The currently available mainstream genome quality assessment markers are N50, BUSCO, Merqury, QUAST-LG, and Inspector. However, the N50 is just a simple continuous statistic, BUSCO can only evaluate conserved genomic regions, Mercury requires users to input high-precision reads and is not suitable for long-read data, and QUAST-LG relies excessively on existing reference genomes [18]. Several software programs have been developed to implement scaffolding based on Hi-C data, HiRISE, LACHESIS, SALSA, 3D-DNA, and ALLHiC [30]. EagleC combines deep-learning and ensemble-learning strategies can predict the whole range of SVs with a Hi-C map very quickly and accurately [22]. SVs can induce de novo chromatin interactions across the breakpoints, which are similar to assembly errors, both show aberrant interaction blocks. We then designed a quality assessment standard for chromosome-level genome assembly based on EagleC. The EagleC process that we developed is different from the previous evaluation work. It is a deep learning-based process used to accurately and rapidly evaluate the quality of chromosome-level genome assemblies and direct the repair of assembly errors. It can also be used for the optimization of published chromosome-level genome assemblies. The quality of de novo genome assemblies has a great significant impact on gene annotation and comparative genomic research [31]. At the same time, we noticed that although we have developed good quality assessment standards for chromosome-level genome assembly, it is difficult for novices to complete the assessment. Building an online database that can generate results reports with one click can greatly solve this problem, and facilitate the widespread use of scholars with different research backgrounds, which is what we are currently doing.

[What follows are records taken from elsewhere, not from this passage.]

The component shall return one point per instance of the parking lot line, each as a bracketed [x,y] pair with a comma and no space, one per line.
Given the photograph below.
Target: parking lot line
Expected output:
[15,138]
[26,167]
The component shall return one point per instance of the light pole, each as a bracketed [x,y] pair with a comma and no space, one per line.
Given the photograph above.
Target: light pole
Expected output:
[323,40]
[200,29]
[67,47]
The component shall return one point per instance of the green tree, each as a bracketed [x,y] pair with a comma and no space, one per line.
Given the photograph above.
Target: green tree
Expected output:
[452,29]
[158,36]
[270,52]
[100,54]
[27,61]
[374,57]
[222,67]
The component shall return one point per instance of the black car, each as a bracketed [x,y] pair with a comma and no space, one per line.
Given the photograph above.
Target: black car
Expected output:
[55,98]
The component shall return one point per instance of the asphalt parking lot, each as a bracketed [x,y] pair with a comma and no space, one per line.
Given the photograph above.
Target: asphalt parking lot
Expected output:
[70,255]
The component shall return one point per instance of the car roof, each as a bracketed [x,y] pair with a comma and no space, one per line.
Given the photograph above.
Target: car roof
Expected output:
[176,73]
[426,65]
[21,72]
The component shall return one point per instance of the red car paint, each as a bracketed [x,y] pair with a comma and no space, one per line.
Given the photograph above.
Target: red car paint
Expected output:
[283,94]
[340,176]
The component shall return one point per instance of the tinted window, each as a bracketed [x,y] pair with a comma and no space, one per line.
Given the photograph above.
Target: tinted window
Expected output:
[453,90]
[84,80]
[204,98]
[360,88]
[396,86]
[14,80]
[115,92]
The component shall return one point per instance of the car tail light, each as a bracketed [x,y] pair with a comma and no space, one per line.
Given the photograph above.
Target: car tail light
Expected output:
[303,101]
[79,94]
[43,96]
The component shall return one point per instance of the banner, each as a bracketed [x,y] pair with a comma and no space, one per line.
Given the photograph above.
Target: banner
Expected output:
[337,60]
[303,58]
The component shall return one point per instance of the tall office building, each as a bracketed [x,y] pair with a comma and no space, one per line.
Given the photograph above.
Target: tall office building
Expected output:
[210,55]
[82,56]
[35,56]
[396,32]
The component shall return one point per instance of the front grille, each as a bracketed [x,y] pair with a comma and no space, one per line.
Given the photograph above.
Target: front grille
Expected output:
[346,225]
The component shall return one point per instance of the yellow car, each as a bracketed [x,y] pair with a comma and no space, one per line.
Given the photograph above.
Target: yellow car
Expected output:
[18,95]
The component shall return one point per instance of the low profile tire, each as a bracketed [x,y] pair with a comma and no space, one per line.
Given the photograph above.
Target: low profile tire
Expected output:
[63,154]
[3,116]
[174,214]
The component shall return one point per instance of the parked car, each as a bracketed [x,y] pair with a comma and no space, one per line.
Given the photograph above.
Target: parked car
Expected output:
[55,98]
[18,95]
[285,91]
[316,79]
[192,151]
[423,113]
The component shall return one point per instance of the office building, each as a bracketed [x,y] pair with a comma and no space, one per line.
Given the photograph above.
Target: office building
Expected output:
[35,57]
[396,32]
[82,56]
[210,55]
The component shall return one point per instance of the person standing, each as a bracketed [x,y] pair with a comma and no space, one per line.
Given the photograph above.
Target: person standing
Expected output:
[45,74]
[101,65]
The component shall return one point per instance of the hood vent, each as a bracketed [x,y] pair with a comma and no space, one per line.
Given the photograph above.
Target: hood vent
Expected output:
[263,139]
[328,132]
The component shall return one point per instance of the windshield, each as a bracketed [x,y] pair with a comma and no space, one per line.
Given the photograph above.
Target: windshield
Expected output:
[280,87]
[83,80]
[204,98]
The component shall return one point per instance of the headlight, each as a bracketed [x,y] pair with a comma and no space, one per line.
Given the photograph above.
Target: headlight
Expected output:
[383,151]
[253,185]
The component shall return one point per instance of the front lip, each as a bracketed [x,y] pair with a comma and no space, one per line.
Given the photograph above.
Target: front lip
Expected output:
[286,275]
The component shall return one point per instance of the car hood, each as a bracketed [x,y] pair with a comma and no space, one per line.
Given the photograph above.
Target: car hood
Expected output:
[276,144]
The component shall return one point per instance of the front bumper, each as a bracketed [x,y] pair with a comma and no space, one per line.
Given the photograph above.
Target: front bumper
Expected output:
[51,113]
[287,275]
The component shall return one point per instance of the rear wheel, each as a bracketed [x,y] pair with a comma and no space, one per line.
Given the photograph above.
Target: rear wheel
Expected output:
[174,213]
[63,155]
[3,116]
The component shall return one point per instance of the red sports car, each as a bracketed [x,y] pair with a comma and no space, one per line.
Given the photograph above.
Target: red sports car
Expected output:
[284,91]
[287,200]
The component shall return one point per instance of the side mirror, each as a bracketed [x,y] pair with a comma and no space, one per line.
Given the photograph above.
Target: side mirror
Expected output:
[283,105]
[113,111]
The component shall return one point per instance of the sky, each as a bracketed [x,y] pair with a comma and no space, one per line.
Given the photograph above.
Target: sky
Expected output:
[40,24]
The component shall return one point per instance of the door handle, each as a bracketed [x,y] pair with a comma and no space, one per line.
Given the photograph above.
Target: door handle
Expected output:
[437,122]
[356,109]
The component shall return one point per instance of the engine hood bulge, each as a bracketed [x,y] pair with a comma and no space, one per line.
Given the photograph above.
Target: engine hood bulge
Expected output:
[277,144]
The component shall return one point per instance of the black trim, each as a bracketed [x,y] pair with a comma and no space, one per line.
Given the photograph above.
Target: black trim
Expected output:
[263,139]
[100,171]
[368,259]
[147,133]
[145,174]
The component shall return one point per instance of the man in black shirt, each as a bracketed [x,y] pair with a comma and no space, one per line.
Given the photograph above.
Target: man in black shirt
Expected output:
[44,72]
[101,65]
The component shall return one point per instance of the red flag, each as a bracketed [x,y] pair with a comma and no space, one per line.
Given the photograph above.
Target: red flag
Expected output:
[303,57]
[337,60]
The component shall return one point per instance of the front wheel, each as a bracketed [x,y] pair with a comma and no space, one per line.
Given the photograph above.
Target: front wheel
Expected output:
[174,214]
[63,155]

In this study, we take into account that practical issues are faced in Lepidopteran pest genome sequencing projects, including high genome heterozygosity, poor quality genome libraries with short fragments, and assembly approaches tailored to various scenarios. Additionally, it has demonstrated how to improve an existing genome assembly based on the findings of a genome evaluation without producing new sequencing data. This benchmark work offers insights for other eukaryote genomes such as mildew and microalgae, and even complicated human genomes, in addition to helping to build the high-quality genomes of Lepidopteran pests.

4. Materials and Methods

4.1. Insect Material

B. mori strains (P50T, D9L, and D9 × N4) were sourced from the Center for Frontier Interdisciplinary Biology, Southwestern University, China. Silkworms were reared on mulberry leaves under 12-h light and 12-h dark photoperiod at 28 °C from the 1st to 4th instars, and 25 °C after the 4th ecdysis.

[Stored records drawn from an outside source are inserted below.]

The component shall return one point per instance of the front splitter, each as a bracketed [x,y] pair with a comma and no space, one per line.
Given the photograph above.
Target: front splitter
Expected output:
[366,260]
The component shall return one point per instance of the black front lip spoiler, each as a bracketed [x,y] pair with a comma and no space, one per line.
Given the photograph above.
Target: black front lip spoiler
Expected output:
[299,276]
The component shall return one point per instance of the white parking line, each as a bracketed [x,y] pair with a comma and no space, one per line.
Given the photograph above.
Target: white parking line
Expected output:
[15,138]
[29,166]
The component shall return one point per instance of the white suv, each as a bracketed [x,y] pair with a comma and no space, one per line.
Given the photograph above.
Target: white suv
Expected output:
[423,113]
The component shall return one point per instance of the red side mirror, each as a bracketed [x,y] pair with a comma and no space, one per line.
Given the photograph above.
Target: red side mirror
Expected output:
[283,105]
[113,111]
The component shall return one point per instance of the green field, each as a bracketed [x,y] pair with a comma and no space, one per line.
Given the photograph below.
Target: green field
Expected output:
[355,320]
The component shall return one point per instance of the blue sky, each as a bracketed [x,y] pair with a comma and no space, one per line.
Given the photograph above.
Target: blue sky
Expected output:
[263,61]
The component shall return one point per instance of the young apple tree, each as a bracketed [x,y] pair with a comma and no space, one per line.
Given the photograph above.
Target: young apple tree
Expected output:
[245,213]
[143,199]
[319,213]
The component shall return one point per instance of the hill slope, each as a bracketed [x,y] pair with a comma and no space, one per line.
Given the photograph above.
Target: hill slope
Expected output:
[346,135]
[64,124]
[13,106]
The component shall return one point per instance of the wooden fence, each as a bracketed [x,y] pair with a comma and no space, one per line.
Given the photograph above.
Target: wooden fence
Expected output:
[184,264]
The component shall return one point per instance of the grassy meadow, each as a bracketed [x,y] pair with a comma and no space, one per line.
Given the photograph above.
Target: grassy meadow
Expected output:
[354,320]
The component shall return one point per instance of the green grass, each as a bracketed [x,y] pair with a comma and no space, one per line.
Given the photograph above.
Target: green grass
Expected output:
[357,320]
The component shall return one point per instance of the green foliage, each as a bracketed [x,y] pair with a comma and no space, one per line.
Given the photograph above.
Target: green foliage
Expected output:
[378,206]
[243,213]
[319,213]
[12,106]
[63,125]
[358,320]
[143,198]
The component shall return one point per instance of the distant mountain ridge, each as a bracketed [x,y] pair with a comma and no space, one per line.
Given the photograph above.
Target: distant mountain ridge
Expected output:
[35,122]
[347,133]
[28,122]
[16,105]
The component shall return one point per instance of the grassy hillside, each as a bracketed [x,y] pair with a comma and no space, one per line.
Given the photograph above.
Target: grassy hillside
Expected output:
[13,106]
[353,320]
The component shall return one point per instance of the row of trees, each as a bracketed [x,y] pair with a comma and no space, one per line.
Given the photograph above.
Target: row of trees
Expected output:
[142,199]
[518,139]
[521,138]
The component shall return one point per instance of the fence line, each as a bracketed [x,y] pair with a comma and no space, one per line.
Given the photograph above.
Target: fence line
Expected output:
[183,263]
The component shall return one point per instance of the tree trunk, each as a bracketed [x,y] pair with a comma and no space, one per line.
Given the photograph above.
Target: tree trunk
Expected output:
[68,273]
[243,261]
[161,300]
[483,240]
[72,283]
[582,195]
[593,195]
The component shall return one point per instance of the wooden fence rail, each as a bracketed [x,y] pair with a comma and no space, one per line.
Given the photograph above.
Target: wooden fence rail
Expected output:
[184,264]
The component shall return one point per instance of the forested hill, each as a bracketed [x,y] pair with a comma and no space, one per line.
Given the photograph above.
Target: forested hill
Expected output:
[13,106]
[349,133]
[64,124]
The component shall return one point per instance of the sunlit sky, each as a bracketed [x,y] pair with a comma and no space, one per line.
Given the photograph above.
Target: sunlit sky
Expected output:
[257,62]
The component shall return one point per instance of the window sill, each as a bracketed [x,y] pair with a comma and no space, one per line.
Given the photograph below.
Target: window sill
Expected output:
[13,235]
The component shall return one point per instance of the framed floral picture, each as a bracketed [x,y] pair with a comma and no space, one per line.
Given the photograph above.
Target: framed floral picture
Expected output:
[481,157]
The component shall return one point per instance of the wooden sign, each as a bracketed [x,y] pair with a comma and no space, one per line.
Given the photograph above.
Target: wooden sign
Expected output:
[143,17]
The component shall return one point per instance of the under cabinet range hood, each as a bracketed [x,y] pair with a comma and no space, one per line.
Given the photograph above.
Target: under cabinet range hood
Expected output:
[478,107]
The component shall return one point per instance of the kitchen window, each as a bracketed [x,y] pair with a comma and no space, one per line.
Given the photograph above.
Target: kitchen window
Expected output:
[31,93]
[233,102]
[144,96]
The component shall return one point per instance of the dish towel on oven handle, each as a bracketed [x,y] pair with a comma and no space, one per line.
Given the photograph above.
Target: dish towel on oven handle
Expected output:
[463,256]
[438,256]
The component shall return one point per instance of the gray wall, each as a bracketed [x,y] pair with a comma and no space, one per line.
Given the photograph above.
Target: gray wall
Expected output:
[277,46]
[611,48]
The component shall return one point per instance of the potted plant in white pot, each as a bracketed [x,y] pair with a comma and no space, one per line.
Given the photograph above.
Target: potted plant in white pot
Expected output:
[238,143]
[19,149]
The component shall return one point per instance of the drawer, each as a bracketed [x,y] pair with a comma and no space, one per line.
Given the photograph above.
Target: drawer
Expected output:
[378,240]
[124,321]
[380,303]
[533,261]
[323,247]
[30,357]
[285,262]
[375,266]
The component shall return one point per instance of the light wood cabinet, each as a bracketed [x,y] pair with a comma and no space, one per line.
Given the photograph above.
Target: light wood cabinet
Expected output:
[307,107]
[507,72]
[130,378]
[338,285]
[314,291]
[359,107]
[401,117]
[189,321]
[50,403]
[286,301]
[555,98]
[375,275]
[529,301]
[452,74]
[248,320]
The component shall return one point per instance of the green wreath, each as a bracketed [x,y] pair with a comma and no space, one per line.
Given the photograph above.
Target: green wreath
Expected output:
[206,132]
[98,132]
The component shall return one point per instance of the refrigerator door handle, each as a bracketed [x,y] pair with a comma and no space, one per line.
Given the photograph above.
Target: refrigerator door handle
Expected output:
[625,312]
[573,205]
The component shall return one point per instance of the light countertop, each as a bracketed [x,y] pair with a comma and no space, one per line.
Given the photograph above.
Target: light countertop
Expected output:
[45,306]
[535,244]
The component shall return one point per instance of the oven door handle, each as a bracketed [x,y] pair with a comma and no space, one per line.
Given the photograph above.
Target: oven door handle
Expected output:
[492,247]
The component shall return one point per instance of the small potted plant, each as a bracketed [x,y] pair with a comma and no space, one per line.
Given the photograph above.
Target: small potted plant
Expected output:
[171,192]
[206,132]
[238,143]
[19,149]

4.2. Genome Sequencing and Creation of Subsets

Genomic DNA of P50T, D9L, and D9 × N4 was extracted, detected, and sequenced for generating PacBio HiFi, PacBio CLR and ONT reads at Frasergen (Wuhan, China), separately. Among them, D9L and D9 × N4 have not been previously sequenced.

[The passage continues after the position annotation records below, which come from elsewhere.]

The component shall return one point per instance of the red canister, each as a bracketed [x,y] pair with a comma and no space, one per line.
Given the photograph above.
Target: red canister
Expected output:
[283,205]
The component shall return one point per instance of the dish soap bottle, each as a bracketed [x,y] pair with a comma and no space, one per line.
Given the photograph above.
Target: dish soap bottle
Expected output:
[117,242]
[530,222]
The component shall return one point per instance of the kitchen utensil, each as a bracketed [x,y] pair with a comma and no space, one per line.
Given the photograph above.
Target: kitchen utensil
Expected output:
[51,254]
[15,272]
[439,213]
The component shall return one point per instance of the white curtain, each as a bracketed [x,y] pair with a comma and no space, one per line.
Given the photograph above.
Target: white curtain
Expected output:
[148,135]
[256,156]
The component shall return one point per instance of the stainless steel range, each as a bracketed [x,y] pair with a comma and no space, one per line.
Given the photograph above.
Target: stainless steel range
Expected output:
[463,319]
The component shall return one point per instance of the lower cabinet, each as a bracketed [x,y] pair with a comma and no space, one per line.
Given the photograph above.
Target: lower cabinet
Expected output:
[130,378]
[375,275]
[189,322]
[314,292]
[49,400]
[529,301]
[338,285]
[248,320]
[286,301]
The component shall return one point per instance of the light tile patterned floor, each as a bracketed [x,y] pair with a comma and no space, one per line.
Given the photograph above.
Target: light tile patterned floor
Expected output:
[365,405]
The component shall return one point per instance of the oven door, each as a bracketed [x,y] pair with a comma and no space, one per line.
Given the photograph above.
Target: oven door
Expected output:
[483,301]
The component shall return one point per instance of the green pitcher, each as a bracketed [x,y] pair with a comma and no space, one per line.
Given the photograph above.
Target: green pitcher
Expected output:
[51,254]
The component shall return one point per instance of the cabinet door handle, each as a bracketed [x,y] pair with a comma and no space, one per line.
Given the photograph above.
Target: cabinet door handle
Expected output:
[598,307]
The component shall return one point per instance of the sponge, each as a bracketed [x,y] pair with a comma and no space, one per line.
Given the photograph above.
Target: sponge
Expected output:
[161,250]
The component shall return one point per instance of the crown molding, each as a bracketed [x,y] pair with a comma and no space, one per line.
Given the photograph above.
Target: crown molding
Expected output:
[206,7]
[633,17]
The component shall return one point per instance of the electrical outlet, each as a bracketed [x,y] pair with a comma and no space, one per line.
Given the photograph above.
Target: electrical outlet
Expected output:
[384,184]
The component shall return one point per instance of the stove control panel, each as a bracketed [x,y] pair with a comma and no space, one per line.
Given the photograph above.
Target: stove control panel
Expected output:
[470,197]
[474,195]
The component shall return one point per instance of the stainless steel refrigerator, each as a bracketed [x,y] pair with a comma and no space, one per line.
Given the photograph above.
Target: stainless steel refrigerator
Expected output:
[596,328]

Supplementary Table S1 provides a summary of the statistics for each sequenced dataset. In order to investigate the dependence of assemblers on different sequencing depths and its influence on the quality of assembly, we used Seqtk (v1.2) and randomly selected eight subsets with divergence sequence depths (10×, 20×, 40×, 60×, 80×, 100×, 120×, 160×) in ONT data, seven subsets (the depths were 10×, 20×, 40×, 60×, 80×, 100×, 110×) of CLR data and six subsets (the depths were 10×, 20×, 30×, 40×, 50×, 60×) in HiFi data. Each subset shared similar read length distribution and coincident read length density (Figure 1).

4.3. De Novo Genome Assembly Workflow

De novo genome assembly and polishing workflow are displayed in Figure 2. For ONT and CLR subsets, we used four long-read assembly tools with default parameters: Canu (v1.9) [32], wtdbg2 (v2.5) [33], NECAT (v20200803) [34] /MECAT2 (v20200228) [35], and NextDenovo (v2.5.0) (https://github.com/Nextomics/NextDenovo, accessed on 10 June 2022). For HiFi subsets, we performed two assemblers, HiCanu (v2.2) [36] and hifiasm (v0.16.1) [37] using the default parameters. The long-reads were mapped to the graft assemblies with Minimap2 (v2.17) [38] and then polished using Racon (v1.5.0) [39].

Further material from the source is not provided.